Tom Lane wrote:
You're focusing on the wrong thing --- there's nothing wrong with the plan. It's only taking 9 seconds to perform the merge join. The other 183 seconds are going somewhere else; you need to find out where. One thing that came to mind was triggers, which would be shown in the EXPLAIN results if you are using a sufficiently recent version of PG (but you didn't say what you're using) ... however if this is a straight port of MySQL code it's pretty unlikely to have either custom triggers or foreign keys, so that is most likely the wrong guess. It may just be that it takes that long to update 26917 rows, which would suggest a configuration problem to me.

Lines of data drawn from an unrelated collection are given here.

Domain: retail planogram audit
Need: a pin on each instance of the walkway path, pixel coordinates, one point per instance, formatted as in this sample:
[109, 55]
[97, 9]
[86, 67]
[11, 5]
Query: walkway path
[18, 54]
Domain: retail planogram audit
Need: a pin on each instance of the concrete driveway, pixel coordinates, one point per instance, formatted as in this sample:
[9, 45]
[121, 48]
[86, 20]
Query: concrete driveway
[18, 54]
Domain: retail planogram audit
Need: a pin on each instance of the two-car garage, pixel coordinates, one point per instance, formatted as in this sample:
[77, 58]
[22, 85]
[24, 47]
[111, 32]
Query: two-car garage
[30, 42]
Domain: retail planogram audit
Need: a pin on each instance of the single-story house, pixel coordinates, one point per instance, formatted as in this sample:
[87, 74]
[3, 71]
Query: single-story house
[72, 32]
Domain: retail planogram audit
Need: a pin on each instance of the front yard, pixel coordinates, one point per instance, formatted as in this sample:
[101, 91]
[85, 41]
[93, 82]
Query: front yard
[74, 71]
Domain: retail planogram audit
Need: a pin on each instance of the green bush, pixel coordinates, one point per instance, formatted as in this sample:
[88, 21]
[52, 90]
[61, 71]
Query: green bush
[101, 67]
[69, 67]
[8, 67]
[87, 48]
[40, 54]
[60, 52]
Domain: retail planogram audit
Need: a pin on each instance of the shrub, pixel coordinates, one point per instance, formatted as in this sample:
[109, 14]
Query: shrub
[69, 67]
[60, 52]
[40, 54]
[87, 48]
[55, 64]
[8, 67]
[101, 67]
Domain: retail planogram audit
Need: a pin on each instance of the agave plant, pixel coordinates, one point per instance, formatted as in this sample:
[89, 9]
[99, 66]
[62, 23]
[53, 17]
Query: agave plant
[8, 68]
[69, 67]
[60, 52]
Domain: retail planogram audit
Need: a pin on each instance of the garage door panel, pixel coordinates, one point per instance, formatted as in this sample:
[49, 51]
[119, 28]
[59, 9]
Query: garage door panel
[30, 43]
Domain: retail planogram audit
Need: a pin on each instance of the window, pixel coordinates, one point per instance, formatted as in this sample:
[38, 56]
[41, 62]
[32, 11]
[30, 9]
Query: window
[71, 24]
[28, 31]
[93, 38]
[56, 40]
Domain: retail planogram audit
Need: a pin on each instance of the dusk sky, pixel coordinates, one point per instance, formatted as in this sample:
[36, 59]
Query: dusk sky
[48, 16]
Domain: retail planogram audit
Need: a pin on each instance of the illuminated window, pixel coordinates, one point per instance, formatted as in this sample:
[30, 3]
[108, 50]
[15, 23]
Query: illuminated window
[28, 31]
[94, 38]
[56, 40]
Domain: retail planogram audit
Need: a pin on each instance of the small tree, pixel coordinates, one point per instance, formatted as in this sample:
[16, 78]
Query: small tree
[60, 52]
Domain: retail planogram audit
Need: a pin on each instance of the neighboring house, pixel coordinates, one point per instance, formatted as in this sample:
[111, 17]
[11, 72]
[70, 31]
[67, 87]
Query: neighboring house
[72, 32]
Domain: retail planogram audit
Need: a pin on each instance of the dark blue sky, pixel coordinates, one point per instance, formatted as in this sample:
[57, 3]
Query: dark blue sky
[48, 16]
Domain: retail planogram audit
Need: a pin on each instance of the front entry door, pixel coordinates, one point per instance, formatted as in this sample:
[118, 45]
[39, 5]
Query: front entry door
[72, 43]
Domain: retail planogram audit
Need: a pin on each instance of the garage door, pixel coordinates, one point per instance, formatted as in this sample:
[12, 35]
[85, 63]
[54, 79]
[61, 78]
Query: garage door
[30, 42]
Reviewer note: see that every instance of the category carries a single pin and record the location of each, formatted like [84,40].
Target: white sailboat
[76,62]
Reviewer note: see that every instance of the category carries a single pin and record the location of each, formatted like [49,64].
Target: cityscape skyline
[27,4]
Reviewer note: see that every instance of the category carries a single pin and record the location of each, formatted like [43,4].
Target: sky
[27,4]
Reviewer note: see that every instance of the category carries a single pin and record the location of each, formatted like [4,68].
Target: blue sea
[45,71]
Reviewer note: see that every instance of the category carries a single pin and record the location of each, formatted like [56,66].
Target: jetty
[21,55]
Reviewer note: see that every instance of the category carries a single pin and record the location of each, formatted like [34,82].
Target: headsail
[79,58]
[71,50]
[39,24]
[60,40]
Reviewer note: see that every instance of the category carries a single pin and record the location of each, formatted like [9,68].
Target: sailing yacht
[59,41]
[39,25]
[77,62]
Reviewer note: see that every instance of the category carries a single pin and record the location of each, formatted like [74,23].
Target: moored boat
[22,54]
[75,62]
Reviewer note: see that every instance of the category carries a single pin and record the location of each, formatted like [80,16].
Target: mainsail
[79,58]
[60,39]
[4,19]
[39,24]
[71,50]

Any suggestions for finding out where all the time is being spent? I'm running 8.2.0 by the way, bit boneheaded of me to not mention that in the original message, but I'm planning on upgrading to 8.2.3 soon. I don't have any triggers or other procedures set up that would interrupt this, which is why I'm really confused as to the enormous runtime. I agree that the merge join only takes 9 seconds, but it looks to me like the 183 seconds are spent sequential scanning both tables, then sorting the results, which I imagine would be necessary for the merge join to take place. Sadly, I'm not familiar enough with the internals to know if this is the case or not.
shared_buffers, wal_buffers, and checkpoint_segments seem like things you might need to increase.
I'll try modifying those and report back with what kind of performance increases I can get.
Another problem with this approach is that it's not going to take long before the table is bloated beyond belief, if it's not vacuumed regularly. Do you have autovacuum turned on? Does the tracker tend to send a lot of null updates (no real change to the rows)? If so it'd be worth complicating the query to check for no-change and avoid the update for unchanged rows.
The tracker is set up to run a VACUUM ANALYZE after each commit; I neglected to mention that. From the testing I've done, it seems like performance is more or less the same whether the table has been vacuumed recently. Also, the tracker specifically ignores null updates where no data is changed to cut down on the size of the data being sent.
Also, if you don't mind answering, I've been pretty puzzled why the two stored procedures are substantially slower than the original method, since the "concept" in my head seems like they would be a lot more simple. Am I missing something huge with the way Postgres works?
regards, tom lane
Thanks for the help, Tom. Steve Gerhardt